Bank Dhofar-1681208967638
Dhofar was previously in talks to merge with National Bank of Oman, a deal the lenders abandoned in 2019. Image Credit: Bloomberg

Muscat: Oman’s Bank Dhofar plans to submit a non-binding bid to merge with smaller rival Ahli Bank in a deal that could create an entity with more than $19 billion in assets.

Any transaction will be subject to approval from regulators and the boards of both lenders, Bank Dhofar said in a statement late Monday, without giving further details.

Dhofar is Oman’s second-largest lender with $11.2 billion in assets. Its smaller rival, partly owned by Bahrain’s Ahli United Bank, has just under $8 billion in assets.

A merger between the two Muscat-based lenders would mark another step in the consolidation of the banking industry in Oman, where the government is reorganizing state entities to boost efficiency and returns. About 20 local, regional and international banks cater to a population of over 5 million.

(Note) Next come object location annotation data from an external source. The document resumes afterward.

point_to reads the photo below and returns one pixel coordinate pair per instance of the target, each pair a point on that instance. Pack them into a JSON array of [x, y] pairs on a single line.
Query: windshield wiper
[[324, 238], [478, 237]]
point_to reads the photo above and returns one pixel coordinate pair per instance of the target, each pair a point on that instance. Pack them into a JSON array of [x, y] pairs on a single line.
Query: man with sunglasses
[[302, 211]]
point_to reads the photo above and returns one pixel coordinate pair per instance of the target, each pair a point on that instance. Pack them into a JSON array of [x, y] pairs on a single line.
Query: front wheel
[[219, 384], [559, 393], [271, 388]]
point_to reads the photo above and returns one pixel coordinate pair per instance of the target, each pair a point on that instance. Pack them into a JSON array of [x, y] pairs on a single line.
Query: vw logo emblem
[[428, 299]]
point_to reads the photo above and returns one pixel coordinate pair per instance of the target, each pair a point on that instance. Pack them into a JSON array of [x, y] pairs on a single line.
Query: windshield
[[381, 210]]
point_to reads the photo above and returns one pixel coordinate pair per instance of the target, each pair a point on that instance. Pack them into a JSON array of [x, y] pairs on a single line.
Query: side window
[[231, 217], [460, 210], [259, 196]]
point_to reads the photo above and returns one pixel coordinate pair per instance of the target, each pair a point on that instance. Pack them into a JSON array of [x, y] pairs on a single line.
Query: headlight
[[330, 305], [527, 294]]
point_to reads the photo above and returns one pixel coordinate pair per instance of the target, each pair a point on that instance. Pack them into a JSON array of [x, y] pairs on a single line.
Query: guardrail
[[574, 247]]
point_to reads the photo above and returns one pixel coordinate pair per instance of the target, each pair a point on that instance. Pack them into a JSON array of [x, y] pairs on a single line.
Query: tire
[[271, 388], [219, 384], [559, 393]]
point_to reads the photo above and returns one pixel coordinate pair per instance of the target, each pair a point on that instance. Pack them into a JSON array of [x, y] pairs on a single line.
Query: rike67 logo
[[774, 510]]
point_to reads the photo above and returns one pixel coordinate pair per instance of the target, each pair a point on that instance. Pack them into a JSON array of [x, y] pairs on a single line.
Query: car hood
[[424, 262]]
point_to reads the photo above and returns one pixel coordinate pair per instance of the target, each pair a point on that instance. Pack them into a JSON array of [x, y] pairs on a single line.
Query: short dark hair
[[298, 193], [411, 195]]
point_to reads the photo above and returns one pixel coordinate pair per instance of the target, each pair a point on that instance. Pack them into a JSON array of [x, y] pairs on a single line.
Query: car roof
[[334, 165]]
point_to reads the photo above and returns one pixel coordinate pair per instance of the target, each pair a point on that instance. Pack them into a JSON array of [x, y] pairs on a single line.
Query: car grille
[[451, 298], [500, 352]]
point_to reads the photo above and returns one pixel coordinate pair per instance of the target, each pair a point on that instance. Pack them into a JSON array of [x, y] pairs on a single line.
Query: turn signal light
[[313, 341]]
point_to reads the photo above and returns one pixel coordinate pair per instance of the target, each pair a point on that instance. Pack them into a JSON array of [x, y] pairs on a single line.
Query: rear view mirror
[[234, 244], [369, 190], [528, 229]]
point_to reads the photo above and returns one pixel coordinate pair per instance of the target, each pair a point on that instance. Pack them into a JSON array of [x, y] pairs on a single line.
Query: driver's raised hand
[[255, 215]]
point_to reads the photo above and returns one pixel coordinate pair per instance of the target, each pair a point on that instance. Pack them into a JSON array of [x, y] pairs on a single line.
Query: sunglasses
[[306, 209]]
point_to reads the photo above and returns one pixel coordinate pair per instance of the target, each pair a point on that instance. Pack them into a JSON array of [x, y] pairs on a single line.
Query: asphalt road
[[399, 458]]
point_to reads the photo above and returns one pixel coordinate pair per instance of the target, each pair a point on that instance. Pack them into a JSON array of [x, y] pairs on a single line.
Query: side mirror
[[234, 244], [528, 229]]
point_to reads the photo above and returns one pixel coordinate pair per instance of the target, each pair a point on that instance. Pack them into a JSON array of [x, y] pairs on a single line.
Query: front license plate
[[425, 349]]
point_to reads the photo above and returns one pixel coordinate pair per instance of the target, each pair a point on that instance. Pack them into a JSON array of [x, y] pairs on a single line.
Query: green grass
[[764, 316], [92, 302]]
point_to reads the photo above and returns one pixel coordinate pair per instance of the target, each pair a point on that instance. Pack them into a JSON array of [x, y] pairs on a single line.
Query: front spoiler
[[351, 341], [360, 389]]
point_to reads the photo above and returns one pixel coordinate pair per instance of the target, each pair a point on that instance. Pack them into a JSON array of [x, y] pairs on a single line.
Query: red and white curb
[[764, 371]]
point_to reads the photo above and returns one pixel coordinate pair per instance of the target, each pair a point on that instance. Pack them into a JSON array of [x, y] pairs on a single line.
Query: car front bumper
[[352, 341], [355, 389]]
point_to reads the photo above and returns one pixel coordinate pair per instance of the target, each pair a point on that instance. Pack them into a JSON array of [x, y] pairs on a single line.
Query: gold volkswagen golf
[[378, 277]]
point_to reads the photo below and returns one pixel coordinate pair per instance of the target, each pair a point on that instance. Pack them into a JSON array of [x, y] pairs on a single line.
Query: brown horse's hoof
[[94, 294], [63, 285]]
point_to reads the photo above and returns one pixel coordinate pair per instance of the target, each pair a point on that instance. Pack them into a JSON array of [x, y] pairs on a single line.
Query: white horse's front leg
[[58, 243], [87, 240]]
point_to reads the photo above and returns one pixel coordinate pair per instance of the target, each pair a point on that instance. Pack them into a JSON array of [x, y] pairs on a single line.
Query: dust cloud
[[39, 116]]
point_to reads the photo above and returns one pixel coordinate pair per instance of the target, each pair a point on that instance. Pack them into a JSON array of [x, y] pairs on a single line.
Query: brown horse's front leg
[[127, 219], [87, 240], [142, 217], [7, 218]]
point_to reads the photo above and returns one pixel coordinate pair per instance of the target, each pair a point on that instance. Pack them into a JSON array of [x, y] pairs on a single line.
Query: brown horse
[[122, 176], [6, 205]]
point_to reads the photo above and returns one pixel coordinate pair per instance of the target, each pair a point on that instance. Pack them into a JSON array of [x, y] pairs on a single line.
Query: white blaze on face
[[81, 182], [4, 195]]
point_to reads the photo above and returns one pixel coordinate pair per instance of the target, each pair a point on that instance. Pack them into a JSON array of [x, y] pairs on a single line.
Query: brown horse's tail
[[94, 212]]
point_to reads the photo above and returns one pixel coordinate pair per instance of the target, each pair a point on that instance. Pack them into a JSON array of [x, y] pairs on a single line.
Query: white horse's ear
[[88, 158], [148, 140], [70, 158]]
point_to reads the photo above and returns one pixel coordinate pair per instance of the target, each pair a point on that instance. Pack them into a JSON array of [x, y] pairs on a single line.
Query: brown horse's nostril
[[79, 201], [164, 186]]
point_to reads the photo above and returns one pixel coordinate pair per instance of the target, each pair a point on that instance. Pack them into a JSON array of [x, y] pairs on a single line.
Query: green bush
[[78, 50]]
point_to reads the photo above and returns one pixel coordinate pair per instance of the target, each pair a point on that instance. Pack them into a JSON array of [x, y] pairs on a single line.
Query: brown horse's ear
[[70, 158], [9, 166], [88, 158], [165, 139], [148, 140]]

HSBC Bank Oman is in the process of combining with Sohar International Bank and in 2020, Oman Arab Bank agreed to take over local competitor Alizz Islamic Bank.

“Oman is reducing excess capacity in the banking sector in the quest for size, and efficiency,” said Joice Mathew, head of equity research at United Securities in Muscat. “Local banks have small size, and the competition is very stiff for both assets and liability products.”

Shares in Bank Dhofar were up 3 per cent on low volumes Tuesday in early trading.

Despite higher oil prices, which have improved Oman’s ability to support the banking sector, increased compliance costs with the implementation of new accounting standards and the rising cost of funding are compounding pressure on small- and medium-sized lenders to consolidate.

Dhofar was previously in talks to merge with National Bank of Oman, a deal the lenders abandoned in 2019. Its stock has fallen 11 per cent since the start of the year, valuing it at $1.21 billion. Ahli Bank shares have risen close to 2 per cent in the same period, valuing the lender at $881 million.

“Post-covid, Bank Dhofar’s NPL shot up, and cost of credit remained at elevated levels. However, Ahli Bank has a better asset quality and loan book structure,” Mathew said. “A combination should result in visible synergies sooner than later.”